Ecosyste.ms: Awesome

An open API service indexing awesome lists of open source software.

Awesome Lists | Featured Topics | Projects

https://github.com/Tencent/tencent-ml-images

Largest multi-label image database; ResNet-101 model; 80.73% top-1 acc on ImageNet
https://github.com/Tencent/tencent-ml-images

computer-vision database deep-learning

Last synced: 2 months ago
JSON representation

Largest multi-label image database; ResNet-101 model; 80.73% top-1 acc on ImageNet

Awesome Lists containing this project

README

        

# Tencent ML-Images

This repository introduces the open-source project dubbed **Tencent ML-Images**, which publishes

* **ML-Images**: the largest open-source multi-label image database, including 17,609,752 training and 88,739 validation image URLs, which are annotated with up to 11,166 categories
* **Resnet-101 model**: it is pre-trained on ML-Images, and achieves the top-1 accuracy 80.73% on ImageNet via transfer learning

## Updates

* [2019/12/26] Our manuscript of this open-source project has been accepted to IEEE Access ([Journal](https://ieeexplore.ieee.org/document/8918053/authors#authors), [ArXiv](https://arxiv.org/abs/1901.01703)). It presents more details of the database, the loss function, the training algorithm, and more experimental results.
* [2018/12/19] We simplify the procedure of downloading images. Please see [Download Images](#download-images).

# Contents

* [Dependencies](#dependencies)

* [Data](#data)
* [Image Source](#image-source)
* [Download Images](#download-images)
* [Download Images from ImageNet](#download-images-from-imagenet)
* [Download Images from Open Images](#download-images-from-open-images)
* [Semantic Hierarchy](#semantic-hierarchy)
* [Annotations](#annotations)
* [Statistics](#statistics)

* [Train](#train)
* [Prepare the TFRecord File](#prepare-the-tfrecord-file)
* [Pretrain on ML-Images](#pretrain-on-ml-images)
* [Finetune on ImageNet](#finetune-on-imagenet)
* [Checkpoints](#checkpoints)
* [Single-Label Image Classification](#single-label-image-classification)
* [Feature Extraction](#feature-extraction)

* [Results](#results)

* [Copyright](#copyright)

* [Citation](#citation)

# [Dependencies](#dependencies)
* Linux
* [Python 2.7](https://www.python.org/)
* [Tensorflow >= 1.6.0](https://www.tensorflow.org/install/)

# [Data](#data)
[[back to top](#)]

### [Image Source](#image-source)
[[back to top](#)]

The image URLs of ML-Images are collected from [ImageNet](http://www.image-net.org/) and [Open Images](https://github.com/openimages/dataset).
Specifically,
* Part 1: From the whole database of ImageNet, we adopt 10,706,941 training and 50,000 validation image URLs, covering 10,032 categories.
* Part 2: From Open Images, we adopt 6,902,811 training and 38,739 validation image URLs, covering 1,134 unique categories (note that some other categories are merged with their synonymous categories from ImageNet).

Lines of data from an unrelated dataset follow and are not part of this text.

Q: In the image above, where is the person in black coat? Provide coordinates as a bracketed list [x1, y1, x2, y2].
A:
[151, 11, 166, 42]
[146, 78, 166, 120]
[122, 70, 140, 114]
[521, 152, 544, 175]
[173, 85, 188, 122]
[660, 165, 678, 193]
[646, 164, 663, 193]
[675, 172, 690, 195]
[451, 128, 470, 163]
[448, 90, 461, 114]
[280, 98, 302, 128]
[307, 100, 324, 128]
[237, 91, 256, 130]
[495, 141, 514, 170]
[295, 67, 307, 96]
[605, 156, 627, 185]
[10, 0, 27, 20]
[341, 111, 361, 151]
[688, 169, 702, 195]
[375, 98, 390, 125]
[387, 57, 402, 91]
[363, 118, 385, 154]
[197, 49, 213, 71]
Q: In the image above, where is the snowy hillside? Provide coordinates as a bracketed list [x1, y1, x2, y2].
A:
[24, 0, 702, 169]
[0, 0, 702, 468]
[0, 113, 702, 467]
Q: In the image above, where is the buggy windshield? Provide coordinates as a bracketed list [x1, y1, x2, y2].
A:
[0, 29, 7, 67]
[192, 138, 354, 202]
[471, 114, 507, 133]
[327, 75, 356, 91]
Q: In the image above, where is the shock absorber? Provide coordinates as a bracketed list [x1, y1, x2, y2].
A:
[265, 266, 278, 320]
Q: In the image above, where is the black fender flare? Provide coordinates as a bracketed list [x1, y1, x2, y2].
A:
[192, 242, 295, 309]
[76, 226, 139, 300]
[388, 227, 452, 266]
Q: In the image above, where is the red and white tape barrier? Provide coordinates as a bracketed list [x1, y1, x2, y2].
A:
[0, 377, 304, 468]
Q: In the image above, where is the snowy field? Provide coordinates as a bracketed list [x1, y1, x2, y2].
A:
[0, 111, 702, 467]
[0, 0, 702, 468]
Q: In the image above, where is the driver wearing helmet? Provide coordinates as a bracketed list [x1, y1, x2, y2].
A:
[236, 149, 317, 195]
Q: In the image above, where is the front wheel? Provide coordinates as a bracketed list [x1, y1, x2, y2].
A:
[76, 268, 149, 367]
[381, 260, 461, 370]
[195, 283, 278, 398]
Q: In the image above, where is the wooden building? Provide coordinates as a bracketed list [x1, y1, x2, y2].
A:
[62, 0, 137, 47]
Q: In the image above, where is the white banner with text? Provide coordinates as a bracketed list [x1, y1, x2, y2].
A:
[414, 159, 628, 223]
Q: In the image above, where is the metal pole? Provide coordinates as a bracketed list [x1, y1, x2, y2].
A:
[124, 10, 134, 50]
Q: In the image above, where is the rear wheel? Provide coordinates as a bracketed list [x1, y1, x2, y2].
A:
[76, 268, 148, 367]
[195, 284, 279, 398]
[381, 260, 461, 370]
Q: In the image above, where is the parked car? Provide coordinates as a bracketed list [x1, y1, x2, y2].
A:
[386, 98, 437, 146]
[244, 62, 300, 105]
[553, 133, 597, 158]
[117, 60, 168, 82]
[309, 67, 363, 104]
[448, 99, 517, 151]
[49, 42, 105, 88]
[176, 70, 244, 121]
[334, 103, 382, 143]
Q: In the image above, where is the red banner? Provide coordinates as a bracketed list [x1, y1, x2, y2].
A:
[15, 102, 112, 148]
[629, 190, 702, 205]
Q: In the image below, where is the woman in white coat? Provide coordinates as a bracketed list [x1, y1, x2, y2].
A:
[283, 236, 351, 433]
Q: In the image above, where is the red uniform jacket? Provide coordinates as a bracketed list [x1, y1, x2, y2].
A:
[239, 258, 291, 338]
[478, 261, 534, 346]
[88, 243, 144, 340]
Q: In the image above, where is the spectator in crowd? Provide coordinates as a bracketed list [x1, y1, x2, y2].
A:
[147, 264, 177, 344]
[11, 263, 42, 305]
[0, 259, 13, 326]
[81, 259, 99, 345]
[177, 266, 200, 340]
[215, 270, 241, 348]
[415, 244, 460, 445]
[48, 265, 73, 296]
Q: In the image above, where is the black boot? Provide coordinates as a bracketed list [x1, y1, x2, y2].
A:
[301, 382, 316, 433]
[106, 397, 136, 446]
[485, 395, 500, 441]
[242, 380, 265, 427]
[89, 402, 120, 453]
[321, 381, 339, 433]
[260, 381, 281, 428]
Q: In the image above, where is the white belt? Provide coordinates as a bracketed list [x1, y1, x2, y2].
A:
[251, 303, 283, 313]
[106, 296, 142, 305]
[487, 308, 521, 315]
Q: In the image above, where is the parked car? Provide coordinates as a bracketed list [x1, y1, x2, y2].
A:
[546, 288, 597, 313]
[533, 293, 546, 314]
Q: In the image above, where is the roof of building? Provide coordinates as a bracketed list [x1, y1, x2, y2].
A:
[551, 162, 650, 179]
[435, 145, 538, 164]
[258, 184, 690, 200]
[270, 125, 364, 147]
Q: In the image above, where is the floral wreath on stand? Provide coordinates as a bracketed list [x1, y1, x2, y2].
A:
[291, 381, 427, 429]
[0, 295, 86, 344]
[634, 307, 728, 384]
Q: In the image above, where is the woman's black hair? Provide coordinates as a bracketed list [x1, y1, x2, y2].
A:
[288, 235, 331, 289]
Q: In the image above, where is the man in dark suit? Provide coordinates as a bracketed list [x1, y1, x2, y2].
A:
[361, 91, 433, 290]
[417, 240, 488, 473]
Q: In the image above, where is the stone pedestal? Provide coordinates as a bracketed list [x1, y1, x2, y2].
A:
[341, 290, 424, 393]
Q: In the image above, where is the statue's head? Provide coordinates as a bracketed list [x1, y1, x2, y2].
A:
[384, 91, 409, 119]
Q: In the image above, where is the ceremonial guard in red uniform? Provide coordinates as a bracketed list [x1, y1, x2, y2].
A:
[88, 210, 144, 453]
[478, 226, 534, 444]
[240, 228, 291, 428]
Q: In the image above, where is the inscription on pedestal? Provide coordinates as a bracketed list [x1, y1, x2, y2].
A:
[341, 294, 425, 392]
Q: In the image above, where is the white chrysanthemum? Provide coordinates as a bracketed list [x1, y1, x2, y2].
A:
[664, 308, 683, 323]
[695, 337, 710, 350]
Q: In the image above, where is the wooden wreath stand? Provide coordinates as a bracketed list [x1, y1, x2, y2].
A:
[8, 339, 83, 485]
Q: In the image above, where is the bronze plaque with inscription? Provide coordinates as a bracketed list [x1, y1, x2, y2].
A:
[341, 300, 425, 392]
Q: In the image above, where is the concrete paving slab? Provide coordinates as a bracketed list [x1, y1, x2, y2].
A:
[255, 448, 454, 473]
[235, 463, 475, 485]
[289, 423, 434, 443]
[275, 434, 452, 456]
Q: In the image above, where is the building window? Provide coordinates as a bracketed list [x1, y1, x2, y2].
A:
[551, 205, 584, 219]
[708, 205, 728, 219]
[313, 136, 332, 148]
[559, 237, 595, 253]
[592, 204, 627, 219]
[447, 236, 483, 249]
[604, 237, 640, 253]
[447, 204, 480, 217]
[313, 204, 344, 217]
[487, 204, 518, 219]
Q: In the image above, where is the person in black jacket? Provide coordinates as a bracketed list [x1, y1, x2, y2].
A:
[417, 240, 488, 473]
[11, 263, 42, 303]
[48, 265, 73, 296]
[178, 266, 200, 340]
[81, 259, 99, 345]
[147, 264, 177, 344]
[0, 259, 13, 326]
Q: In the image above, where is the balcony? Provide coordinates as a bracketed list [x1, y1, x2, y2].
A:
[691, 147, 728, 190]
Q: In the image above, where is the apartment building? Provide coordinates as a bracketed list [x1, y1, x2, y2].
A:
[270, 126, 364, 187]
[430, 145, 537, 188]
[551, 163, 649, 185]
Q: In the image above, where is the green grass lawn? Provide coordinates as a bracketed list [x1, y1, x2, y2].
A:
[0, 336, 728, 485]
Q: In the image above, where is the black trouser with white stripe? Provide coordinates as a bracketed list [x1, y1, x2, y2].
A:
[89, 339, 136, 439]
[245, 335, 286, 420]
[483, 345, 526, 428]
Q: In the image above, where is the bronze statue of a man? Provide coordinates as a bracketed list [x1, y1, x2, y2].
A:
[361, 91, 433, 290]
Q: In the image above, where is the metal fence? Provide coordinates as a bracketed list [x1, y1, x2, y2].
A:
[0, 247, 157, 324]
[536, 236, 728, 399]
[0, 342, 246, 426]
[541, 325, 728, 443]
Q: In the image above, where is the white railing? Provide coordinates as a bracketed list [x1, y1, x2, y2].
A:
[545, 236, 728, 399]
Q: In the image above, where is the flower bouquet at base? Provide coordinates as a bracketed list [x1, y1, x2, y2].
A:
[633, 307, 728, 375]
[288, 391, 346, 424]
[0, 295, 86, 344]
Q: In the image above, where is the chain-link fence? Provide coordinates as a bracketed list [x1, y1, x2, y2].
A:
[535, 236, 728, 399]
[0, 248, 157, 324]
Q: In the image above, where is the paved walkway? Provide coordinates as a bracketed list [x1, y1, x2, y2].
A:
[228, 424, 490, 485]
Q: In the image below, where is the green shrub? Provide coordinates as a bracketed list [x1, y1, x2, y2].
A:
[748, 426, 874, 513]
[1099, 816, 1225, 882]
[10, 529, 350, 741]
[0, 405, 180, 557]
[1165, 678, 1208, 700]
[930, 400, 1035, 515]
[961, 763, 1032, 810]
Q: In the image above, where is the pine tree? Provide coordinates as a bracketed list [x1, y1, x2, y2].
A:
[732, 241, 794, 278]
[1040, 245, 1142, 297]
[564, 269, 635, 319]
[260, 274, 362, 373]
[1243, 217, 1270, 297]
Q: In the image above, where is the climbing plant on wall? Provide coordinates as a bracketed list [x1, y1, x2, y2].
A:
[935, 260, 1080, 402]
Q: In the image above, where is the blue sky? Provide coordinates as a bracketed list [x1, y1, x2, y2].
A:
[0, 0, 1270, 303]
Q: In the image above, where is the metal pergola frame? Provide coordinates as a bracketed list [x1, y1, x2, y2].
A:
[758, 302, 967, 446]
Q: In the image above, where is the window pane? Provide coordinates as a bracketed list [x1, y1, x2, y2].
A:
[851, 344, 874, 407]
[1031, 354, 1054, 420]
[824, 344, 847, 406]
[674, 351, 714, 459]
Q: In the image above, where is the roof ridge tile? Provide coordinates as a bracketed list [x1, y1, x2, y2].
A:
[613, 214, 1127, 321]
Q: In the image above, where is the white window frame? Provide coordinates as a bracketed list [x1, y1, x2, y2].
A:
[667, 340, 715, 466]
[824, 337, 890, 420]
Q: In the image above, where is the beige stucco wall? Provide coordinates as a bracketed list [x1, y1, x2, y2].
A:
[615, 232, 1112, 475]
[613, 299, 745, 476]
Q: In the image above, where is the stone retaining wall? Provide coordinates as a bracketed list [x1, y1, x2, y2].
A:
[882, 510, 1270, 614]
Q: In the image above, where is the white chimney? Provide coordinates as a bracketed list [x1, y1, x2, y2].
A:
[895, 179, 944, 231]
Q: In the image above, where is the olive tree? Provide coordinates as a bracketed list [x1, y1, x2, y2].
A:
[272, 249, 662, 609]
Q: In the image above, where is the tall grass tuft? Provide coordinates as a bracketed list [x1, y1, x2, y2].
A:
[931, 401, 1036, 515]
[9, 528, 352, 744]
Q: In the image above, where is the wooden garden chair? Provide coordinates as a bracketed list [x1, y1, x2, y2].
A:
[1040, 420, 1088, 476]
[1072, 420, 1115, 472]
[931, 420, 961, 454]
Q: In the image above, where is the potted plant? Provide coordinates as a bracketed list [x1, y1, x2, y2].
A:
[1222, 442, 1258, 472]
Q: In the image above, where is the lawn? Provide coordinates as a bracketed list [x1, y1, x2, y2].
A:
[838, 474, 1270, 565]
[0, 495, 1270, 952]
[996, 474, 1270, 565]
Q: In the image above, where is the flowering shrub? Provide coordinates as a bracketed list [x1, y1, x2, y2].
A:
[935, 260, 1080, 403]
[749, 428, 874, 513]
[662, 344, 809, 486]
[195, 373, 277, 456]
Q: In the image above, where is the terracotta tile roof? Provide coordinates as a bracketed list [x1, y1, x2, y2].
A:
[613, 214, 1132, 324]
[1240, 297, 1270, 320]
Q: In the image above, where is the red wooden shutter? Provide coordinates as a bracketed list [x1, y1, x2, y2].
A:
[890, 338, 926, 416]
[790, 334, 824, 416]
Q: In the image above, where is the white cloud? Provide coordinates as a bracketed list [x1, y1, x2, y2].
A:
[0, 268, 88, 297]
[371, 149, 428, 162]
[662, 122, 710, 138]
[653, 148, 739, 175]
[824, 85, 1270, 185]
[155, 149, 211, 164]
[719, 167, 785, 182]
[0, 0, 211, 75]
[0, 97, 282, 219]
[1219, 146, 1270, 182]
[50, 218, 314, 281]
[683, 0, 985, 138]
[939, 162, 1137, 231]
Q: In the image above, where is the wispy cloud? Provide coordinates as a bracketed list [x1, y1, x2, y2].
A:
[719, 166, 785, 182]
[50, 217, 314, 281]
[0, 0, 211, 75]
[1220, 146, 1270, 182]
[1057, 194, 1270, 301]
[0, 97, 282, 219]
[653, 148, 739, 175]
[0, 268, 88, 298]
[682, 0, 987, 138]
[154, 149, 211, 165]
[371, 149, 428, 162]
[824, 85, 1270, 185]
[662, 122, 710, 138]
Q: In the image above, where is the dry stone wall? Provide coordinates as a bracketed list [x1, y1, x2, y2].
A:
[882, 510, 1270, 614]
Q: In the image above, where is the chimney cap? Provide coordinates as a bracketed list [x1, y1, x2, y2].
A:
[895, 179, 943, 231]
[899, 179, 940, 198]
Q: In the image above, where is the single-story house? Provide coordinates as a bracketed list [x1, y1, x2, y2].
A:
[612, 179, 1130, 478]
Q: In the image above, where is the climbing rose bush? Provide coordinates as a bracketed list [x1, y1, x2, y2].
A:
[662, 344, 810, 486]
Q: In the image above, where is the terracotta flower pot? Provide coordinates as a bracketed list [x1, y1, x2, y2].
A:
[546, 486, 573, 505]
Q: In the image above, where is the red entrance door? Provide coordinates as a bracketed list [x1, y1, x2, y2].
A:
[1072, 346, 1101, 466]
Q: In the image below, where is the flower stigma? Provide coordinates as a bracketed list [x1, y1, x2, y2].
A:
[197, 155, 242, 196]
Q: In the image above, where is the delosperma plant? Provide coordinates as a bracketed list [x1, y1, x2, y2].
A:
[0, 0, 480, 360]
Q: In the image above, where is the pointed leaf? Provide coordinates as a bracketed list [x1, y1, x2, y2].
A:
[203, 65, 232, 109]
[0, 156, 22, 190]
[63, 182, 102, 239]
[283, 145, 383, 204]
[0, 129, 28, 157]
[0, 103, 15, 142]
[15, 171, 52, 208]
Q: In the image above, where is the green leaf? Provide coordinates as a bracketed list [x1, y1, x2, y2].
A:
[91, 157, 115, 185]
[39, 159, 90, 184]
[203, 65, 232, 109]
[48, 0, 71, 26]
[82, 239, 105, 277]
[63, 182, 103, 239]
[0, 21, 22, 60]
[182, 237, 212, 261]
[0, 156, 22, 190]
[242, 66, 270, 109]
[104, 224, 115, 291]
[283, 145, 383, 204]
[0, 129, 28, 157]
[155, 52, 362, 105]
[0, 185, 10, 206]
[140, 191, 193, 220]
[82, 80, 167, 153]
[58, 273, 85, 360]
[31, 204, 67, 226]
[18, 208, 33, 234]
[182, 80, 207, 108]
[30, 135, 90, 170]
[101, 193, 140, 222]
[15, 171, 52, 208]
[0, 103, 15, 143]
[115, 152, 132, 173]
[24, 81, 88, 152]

Finally, ML-Images includes 17,609,752 training and 88,739 validation image URLs, covering 11,166 categories.

### [Download Images](#download-images)
[[back to top](#)]

Due to the copyright, we cannot provide the original images directly. However, one can obtain all images of our database using the following files:
* train_image_id_from_imagenet.txt ([Link1](https://drive.google.com/file/d/1-7x4wPa764MJkjhhNj0PWPhgwMJOXziA/view?usp=sharing), [Link2](https://pan.baidu.com/s/1oUfIMCHj1wyz0ywuSn1iEQ))
* val_image_id_from_imagenet.txt ([Link1](https://drive.google.com/file/d/1-1x1vJFZGesz-5R2W8DLWHaVEbIPjuJs/view?usp=sharing), [Link2](https://pan.baidu.com/s/10prwZcHstYA8ppyXxbEbXA))
* train_urls_from_openimages.txt ([Link1](https://drive.google.com/file/d/1__HFVimF5yUwlyEjaUoSmBBfRQKJTYKW/view?usp=sharing), [Link2]( https://pan.baidu.com/s/1jjkaLu5JiHV6D0qyWXSxMA ))
* val_urls_from_openimages.txt ([Link1](https://drive.google.com/file/d/1JkTcEEkB1zYI6NtAM-vXpsv7uDZ3glEz/view?usp=sharing), [Link2](https://pan.baidu.com/s/1F8mk58IGj9BP0-HSF-M9aw))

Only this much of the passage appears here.